Title-winner back Northampton Saints to give departing stars 'massive send-off'
Donovan Blake caught up with Saints past and present to get their thoughts on Saturday's final
A member of Northampton Saints' last Premiership-winning team has backed this year's team to follow in his footsteps, as they prepare to take on Bath in the final on Saturday.
Mike Haywood retired at the end of last season but still has strong links with the current squad, and believes there are echoes of the 2014 vintage.
Saints - made up of survivors of that last victory, bolstered with the energy of academy graduates - will take on Bath at Twickenham at 3pm on Saturday to decide the Premiership title.
Speaking to ITV News Anglia at a youth coaching session in Suffolk, Haywood said: “The last two years they’ve been spoken about as a team that is young and developing, whereas now they are a team that want to take the opportunity.
"There are 16 guys leaving [at the end of the season] that have been a massive part of that squad.

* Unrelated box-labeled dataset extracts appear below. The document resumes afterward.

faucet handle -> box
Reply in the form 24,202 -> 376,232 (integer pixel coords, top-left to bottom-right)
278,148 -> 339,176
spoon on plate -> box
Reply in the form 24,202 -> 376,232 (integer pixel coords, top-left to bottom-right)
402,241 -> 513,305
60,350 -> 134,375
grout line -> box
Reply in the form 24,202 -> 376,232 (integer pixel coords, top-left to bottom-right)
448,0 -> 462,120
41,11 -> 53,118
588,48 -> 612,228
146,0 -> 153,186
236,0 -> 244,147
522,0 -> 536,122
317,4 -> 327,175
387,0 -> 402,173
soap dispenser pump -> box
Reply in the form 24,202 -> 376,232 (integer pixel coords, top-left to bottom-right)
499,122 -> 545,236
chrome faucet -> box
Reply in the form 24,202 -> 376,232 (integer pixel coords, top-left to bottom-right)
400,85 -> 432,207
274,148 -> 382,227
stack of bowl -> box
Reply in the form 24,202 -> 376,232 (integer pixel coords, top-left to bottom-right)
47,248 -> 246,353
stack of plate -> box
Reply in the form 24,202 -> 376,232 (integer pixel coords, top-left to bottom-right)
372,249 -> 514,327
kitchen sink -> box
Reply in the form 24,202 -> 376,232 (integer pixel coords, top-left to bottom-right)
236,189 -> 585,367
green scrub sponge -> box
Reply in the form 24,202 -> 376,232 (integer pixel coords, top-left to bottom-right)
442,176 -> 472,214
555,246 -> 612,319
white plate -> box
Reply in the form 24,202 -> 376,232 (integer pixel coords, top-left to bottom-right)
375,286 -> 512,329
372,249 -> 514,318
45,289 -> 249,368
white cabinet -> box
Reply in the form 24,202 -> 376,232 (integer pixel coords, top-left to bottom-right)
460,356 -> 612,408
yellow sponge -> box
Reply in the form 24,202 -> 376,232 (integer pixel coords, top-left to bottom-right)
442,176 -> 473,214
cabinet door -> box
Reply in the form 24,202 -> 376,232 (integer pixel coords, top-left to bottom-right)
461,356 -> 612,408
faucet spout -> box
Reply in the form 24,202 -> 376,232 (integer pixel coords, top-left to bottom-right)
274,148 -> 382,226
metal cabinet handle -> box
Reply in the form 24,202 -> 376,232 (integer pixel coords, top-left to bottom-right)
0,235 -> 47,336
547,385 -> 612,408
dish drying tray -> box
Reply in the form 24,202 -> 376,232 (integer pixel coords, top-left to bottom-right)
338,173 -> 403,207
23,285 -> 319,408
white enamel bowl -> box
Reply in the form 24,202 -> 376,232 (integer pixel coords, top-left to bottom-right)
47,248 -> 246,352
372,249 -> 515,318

They want to make sure they give them a massive send-off.”
One of those players is Alex Waller, a try-scoring hero at Twickenham to help secure that first title at the expense of Saracens a decade ago.
Another is Tom Wood, who feels the emergence of the current squad has followed a similar path of a decade earlier.“We’d really been on a four or five-year journey, and suffered a fair bit of pain and heartache along the way and been nearly men for a long time.

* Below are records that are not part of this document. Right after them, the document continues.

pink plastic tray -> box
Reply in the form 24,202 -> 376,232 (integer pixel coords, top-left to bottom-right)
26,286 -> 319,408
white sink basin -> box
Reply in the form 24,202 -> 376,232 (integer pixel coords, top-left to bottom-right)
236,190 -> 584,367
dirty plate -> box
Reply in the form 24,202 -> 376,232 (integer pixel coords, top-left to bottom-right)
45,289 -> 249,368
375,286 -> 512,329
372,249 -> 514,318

"So 2014 was really the finale of that journey, and kind of the reward we’d been seeking for four or five years."
Full-back George Furbank said he and his team-mates are keen to live up to the expectations.

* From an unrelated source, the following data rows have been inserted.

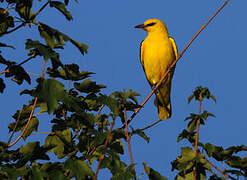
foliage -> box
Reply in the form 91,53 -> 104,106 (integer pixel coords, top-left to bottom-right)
0,0 -> 247,180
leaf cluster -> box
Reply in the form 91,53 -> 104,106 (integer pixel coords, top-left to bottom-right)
172,86 -> 247,180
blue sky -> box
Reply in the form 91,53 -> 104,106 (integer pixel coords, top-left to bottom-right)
0,0 -> 247,179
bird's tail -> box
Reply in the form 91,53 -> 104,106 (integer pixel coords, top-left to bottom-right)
158,103 -> 172,120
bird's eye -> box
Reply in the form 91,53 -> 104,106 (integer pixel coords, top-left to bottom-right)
147,22 -> 156,26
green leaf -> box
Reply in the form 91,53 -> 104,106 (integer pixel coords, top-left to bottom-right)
15,0 -> 36,23
25,39 -> 62,68
188,94 -> 195,104
5,65 -> 31,85
74,78 -> 106,93
0,42 -> 15,49
22,117 -> 39,140
45,129 -> 72,159
50,1 -> 72,20
130,129 -> 150,143
32,78 -> 81,114
188,119 -> 197,133
0,78 -> 6,93
179,147 -> 195,163
177,129 -> 195,143
0,165 -> 29,180
16,142 -> 51,167
108,140 -> 124,154
0,54 -> 16,66
38,23 -> 88,55
110,165 -> 136,180
36,79 -> 65,114
0,8 -> 15,36
70,39 -> 89,55
47,64 -> 94,81
64,158 -> 94,179
143,162 -> 168,180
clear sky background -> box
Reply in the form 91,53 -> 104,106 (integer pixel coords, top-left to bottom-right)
0,0 -> 247,179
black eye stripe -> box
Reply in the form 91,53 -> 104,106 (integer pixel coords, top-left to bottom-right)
146,22 -> 156,26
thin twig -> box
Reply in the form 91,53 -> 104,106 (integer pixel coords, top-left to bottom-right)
204,156 -> 234,179
123,89 -> 135,171
141,119 -> 162,131
94,119 -> 115,180
18,54 -> 36,66
31,132 -> 52,135
33,0 -> 49,19
8,110 -> 22,144
0,55 -> 35,74
194,95 -> 202,180
1,23 -> 25,35
97,104 -> 105,116
8,60 -> 46,147
0,69 -> 9,74
128,0 -> 229,124
1,1 -> 49,35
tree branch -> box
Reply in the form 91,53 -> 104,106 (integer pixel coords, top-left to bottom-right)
8,60 -> 46,147
125,0 -> 232,124
123,89 -> 135,171
141,119 -> 162,131
94,119 -> 115,180
194,95 -> 202,180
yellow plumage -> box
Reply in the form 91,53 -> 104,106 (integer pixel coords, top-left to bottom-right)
136,19 -> 178,120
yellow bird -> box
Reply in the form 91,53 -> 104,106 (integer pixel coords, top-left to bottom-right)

"We've been in the last four or five semi-finals and have not given ourselves a shot to make it to a final and lift a trophy. And now we've done that and now we're really excited to get there."
Last week's semi-final win over Saracens prompted another rendition of the Saints post-match dressing-room anthem - a ritual that Tommy Freeman says has brought the squad together.
“I think it's awesome, to have everyone on board with it," he said.
"And I think it's definitely brought the team closer and celebrating wins and things like that. It's definitely helped us."
While most attention has been paid to those performing on the field, the man in charge and guiding the coaching, Phil Dowson, has the opportunity to join a select group by winning the Premiership as both a player and director of rugby.
Wood adds: “It must be awkward for him sometimes because he’s still dealing with mates, guys he played with. [It's] difficult to have those tough conversations, contractually and other things, and to make some of those tough calls has probably been a challenge throughout the last couple of years.
"But he’s obviously doing a good job, he must be getting something right.”